Best Water Park in Ventura County for Families

11. Lake Casitas Water Adventure

Open only in the summer months; check the website for details
Water Adventure is a mellower, family-oriented small park on the grounds of Lake Casitas camping and recreation area. While toddlers can enjoy the zero-depth play area with lots of water spray, climbing age kids can play in the multi-level structure with slides, bridges, waterfalls, and more, all situated in 18 inches of water. The lazy river allows for a relaxing inner tube ride, past jet sprays and waterfalls. As at all water parks, outside food (other than bottled water) is not allowed, but there is a picnic area located just outside the park. Note that there are no big slides at this water park; this is a spot best enjoyed by kids under the age of 8 or so.
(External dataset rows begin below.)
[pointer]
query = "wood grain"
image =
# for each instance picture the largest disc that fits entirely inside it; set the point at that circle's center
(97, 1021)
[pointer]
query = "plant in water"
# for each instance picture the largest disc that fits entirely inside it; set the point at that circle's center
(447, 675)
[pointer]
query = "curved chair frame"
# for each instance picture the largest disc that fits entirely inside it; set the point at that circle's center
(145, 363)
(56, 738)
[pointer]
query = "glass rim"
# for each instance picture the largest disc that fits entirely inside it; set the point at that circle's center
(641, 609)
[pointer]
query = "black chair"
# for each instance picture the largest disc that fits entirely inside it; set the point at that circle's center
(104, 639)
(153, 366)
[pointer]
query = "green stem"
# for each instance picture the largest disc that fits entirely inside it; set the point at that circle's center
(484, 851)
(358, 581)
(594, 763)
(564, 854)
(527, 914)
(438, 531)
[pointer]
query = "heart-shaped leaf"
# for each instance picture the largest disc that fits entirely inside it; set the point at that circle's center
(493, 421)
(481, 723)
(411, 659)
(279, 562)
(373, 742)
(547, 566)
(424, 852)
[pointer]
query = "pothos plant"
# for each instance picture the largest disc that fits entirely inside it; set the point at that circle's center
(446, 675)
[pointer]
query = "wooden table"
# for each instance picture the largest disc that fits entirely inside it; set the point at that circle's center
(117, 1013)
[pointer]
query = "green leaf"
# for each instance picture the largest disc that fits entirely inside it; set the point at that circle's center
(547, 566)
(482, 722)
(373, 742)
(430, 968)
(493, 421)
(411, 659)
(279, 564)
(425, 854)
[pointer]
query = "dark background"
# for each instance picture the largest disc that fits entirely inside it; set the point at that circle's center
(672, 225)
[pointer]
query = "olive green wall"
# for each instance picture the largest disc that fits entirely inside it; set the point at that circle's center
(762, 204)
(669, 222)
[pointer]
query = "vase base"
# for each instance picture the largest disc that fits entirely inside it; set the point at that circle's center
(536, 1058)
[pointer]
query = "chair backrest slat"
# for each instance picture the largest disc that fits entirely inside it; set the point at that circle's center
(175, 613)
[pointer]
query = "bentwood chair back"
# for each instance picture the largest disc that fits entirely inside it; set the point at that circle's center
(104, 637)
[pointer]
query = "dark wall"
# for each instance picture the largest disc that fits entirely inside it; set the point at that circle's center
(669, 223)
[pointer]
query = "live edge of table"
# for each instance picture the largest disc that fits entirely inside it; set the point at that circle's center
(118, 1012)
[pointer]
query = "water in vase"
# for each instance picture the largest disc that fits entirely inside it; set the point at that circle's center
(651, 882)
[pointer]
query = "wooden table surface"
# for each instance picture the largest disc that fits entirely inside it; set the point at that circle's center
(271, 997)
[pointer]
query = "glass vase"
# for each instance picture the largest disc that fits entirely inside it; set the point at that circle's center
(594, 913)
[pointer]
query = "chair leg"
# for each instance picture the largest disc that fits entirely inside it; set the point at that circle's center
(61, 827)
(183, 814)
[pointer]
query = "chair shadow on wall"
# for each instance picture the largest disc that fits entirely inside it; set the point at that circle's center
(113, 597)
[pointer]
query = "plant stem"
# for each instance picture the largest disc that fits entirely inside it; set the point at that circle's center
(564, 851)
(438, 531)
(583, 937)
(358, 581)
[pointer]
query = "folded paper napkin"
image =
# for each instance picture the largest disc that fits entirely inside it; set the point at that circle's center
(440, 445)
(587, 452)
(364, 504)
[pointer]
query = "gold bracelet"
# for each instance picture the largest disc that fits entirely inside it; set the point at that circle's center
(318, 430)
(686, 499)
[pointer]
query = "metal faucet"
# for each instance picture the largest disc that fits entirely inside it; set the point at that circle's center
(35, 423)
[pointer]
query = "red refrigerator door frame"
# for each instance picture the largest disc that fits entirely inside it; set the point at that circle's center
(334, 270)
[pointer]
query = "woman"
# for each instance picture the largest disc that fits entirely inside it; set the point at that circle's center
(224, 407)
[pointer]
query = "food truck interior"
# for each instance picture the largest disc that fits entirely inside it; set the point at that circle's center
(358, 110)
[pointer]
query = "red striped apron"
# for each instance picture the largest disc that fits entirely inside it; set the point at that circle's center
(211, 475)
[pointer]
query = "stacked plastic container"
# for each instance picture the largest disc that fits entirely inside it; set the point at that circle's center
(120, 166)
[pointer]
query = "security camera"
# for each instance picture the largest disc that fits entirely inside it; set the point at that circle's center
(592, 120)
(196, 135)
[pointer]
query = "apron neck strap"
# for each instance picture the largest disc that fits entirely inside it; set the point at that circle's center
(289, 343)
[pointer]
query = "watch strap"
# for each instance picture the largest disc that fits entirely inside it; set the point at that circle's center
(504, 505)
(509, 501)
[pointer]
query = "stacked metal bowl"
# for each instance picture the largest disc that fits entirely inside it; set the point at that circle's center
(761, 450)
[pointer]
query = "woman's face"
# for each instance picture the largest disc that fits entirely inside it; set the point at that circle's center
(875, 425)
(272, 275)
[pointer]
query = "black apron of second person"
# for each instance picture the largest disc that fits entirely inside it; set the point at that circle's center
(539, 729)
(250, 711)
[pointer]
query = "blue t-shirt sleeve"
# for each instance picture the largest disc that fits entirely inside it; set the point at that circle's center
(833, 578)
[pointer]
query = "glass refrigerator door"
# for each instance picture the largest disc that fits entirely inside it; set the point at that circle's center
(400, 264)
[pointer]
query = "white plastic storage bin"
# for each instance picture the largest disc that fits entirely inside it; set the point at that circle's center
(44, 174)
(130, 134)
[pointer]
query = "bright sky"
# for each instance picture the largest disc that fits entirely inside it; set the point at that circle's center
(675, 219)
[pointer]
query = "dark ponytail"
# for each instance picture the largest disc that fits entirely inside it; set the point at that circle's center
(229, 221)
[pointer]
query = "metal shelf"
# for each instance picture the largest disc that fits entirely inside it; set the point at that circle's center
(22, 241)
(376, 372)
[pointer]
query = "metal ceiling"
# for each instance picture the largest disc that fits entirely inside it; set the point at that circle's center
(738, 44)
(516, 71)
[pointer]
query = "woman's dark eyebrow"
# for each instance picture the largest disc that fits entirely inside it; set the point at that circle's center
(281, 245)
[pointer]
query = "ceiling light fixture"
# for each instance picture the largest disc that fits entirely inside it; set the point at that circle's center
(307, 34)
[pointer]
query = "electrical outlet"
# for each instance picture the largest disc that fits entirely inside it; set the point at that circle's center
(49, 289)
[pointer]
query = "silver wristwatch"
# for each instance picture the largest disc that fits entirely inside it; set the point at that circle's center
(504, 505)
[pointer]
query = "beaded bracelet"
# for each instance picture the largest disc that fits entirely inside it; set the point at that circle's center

Tips To Know Before You Visit One of These Water Parks

Bring towels, water, hats, a suit for yourself (depending on the park and your children's ages, you may be required to accompany them, or you might get to try the big slides yourself), and plenty of sunblock (no parks permit outside food). Water parks encourage (and may enforce) the wearing of swimsuits with no buckles or other metal parts (including exposed zippers, buckles, and grommets), optional rash guards (not T-shirts), and no wetsuits. Remember the swim diapers for those still in diapers or under the age of three. Expect to watch your kids closely, and make sure their swimming levels are compatible with the rides and slides they want to go on, and the pools they want to play in. Some parks may require (and provide) life jackets for kids under 48" in certain pools and on certain slides.

All of the water parks offer optional lockers and cabanas at an additional charge; you probably will want a locker if your whole family is playing at the same time. Some parks have multiple size and price choices of each. All parks offer annual passes, and some offer multiple levels of passes, so check your options if your family loves water parks.